Managing Type 2: Why Quinoa Belongs In Your Pantry

It is used as a grain substitute but is really a seed, is botanically related to spinach, beets, and chard, and many of us look up the pronunciation three or four times before it sticks in our mind.

Despite its quirkiness, quinoa (KEEN-wah) can be a healthy addition to a type 2 diabetes meal plan. Both fiber and protein are dietary essentials in the management of blood sugar, and quinoa is brimming with both.

Quinoa is also a good source of healthy fat, and is an antioxidant treasure trove. Since inflammation is a risk factor in the development and progression of heart disease and diabetes, quinoa’s anti-inflammatory nutrients could qualify it as a type 2 dietary staple.

If you are still not convinced this South American gluten-free seed belongs on your dinner table, here are some more quintessential qualities of quinoa to whet your appetite.

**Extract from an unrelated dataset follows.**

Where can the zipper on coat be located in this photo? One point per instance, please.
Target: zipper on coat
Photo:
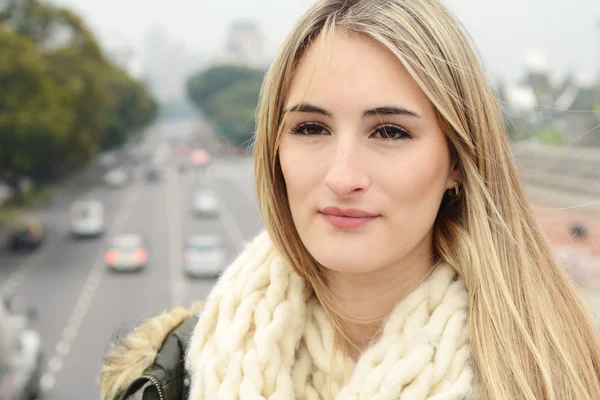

Six More Reasons To Love Quinoa

  1. A study done at the Harvard School of Public Health followed more than 367,000 people for about 14 years. The researchers concluded that eating a bowl of quinoa every day may reduce the risk of premature death from illnesses such as heart disease and diabetes by 17 percent.
  2. Though quinoa is not mentioned in Betty Crocker’s cookbook, you can still use it to prepare her recipes—and substituting quinoa or quinoa flour for other grains and flours is easy. Quinoa has a mild, nutty flavor and chewy texture that complements a variety of other foods. It cooks up in fewer than 15 minutes, and is tasty hot or cold.
  3. The protein in quinoa is complete meaning it contains the nine essential amino acids that our body cannot manufacture on its own. Most of the grains we consume have incomplete proteins.
  4. About a third of the fatty acids in quinoa are from oleic acid. This is the same heart healthy monounsaturated fat we get from olive oil. Another five percent of quinoa’s fat content is ALA, or alpha-linolenic acid—a plant based type of omega-3s.
  5. Because quinoa is fiber-rich, eating it helps people feel full longer.
  6. Quinoa has beneficial effects on blood sugar levels. The seeds reduced “most of the adverse effects exerted” by a high-fructose diet on the glucose and lipid (fat) levels of lab animals. Another study suggests quinoa is better than gluten-free grains at lowering triglyceride and lipid levels.

It seems that all of us - diabetic or not - might be wise to keep our pantry stocked with quinoa, and cultivate the habit of using it often as a grain substitute.